The Garde Républicaine — the grand barracks of Paris’ mounted police — had been transformed into a forest floor, carpeted in thick, damp moss that filled the air with the heady scent of humus.

In a Paris Fashion Week that still has Chanel and Louis Vuitton to come, Hermès made a case that luxury at its most persuasive doesn’t shout.

It simply changes the air in the room.

Models emerged from luminous circular openings in the walls, like figures stepping through a full moon, and walked a raised, winding catwalk above the vegetation.

It was theatrical, but never gimmicky.

The set did exactly what creative director Nadège Vanhée wanted: it knocked you off balance.

Vanhée, who has led Hermès womenswear since 2014, titled the fall-winter collection “Entre chien et loup” — the French expression for dusk, that uneasy moment when you can’t tell a dog from a wolf.

Her show notes invoked Hecate, the torch-wielding goddess of darkness, though the clothes were less mythological than muscular — precise, body-conscious, built to move.

Leather dominated.

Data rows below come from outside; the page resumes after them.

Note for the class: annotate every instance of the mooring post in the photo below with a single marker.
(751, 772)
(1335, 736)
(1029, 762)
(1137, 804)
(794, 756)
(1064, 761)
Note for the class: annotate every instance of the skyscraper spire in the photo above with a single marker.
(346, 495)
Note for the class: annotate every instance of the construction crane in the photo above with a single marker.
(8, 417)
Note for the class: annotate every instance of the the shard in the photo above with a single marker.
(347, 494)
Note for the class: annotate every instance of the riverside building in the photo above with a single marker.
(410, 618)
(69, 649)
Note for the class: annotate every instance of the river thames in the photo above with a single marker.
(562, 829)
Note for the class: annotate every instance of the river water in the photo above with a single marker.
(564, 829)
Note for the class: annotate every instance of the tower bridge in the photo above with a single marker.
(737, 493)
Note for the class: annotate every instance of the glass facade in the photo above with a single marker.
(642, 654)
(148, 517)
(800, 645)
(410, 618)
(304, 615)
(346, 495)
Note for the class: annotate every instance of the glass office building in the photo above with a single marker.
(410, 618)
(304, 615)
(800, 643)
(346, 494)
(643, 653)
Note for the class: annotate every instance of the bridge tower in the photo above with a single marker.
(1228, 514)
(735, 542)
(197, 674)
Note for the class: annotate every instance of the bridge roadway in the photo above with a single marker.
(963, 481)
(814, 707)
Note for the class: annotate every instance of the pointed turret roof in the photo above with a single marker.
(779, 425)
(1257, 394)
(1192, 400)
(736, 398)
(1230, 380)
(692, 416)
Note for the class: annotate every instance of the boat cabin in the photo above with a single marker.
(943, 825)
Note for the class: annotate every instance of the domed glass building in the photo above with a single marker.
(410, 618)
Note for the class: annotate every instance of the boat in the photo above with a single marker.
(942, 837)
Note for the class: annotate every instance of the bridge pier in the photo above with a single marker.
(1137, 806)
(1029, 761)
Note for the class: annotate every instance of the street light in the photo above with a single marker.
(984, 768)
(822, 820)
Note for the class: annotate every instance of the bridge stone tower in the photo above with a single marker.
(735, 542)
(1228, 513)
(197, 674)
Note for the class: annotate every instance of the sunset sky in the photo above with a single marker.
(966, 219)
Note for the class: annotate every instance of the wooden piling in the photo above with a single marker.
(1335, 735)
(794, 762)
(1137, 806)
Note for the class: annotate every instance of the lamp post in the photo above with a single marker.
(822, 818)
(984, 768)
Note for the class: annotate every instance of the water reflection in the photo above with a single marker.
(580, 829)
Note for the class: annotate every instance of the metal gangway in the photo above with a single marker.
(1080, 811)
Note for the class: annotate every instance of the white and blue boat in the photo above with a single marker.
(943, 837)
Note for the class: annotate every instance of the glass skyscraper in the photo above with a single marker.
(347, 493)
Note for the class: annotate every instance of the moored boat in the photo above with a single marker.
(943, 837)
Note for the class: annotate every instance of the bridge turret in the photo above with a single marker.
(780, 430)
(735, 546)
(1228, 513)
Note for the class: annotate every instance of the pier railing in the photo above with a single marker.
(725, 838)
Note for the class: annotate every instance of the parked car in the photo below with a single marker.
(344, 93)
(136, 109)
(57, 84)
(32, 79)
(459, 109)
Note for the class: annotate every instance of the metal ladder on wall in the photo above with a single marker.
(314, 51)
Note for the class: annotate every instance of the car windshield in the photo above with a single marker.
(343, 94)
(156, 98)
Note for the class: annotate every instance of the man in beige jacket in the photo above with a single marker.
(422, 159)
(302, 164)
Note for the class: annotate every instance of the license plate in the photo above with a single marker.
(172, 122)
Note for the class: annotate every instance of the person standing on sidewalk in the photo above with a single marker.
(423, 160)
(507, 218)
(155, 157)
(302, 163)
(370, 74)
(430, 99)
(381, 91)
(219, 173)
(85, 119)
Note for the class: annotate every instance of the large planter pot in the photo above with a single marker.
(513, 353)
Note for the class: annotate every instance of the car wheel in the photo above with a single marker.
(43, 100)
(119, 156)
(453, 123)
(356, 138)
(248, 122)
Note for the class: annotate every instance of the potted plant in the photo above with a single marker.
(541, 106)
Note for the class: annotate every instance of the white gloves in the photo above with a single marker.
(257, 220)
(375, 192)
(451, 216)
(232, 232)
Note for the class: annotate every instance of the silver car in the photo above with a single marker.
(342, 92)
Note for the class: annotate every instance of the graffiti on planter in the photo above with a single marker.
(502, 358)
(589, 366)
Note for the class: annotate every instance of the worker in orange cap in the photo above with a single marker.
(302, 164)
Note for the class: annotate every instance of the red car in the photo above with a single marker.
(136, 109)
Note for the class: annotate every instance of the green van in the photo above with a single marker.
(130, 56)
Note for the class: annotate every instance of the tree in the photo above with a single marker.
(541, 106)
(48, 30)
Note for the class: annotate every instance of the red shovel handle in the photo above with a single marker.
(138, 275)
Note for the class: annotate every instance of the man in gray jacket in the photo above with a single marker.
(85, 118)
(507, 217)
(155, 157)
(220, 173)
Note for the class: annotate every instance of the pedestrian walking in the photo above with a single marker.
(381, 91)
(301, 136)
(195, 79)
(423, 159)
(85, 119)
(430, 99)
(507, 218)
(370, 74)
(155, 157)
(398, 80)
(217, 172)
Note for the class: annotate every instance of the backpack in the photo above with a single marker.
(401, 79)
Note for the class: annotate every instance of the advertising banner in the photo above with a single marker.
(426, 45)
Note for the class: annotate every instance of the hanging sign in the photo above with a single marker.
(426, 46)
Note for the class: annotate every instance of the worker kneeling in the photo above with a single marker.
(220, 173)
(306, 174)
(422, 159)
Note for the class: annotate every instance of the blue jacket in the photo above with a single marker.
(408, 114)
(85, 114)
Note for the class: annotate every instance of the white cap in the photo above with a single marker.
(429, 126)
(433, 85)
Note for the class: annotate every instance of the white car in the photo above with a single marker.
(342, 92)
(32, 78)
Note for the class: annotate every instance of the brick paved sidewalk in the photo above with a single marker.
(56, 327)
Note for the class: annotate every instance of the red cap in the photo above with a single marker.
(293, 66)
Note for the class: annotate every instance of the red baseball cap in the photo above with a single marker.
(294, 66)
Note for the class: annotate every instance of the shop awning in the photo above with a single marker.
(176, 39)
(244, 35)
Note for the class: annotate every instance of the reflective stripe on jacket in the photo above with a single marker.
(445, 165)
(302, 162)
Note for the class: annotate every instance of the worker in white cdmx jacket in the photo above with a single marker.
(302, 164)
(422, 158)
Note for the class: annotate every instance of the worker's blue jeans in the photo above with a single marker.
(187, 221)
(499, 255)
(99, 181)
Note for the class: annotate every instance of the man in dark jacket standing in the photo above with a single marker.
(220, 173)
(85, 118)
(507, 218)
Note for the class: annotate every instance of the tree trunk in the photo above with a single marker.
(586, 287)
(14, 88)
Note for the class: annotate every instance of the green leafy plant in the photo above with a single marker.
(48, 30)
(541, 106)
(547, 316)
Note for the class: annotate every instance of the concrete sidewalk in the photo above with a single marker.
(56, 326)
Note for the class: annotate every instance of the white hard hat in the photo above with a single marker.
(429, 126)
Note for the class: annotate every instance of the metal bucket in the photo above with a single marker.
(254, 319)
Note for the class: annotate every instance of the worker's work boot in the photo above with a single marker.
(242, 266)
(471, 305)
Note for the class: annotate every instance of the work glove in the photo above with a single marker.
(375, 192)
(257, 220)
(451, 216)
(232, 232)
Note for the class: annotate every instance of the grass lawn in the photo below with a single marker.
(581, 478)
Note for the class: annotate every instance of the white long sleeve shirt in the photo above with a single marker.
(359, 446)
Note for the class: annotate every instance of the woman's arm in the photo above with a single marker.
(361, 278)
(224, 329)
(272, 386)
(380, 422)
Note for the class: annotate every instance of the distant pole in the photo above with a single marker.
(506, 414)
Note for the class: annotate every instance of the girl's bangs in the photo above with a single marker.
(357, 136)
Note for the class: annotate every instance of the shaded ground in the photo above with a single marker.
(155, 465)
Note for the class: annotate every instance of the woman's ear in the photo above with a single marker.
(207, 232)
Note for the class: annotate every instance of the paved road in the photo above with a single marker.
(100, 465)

Fluid overcoats with enormous Tuscan sheepskin collars.

Zip-front mini dresses in inky blue that opened to reveal contrasting shirts beneath.

An orange ostrich-leather jumpsuit, belted at the waist, that merged biker attitude with Hermès refinement.

The house’s equestrian DNA surfaced in jodhpurs and flat-heeled riding boots, though the glossy lambskin cycling shorts paired with aviator jackets pushed the codes into harder, more urban territory.

The palette avoided the obvious.

Night, Vanhée seemed to argue, is not simply black.

Her colors shifted from sulfur yellow to oxblood red, forest green to iridescent burgundy — surfaces that caught and changed in the light like something alive.

Zips were everywhere, slicing diagonally across jackets or running the full-length of dresses — functional but also decorative, a way of suggesting that every garment could be opened up, reconfigured, made new.

Double-breasted blazers and cigarette trousers gave the collection a sharp tailored spine, while quilted silks printed with cloud-strewn skies offered a rare moment of softness.

The collection landed with quiet force.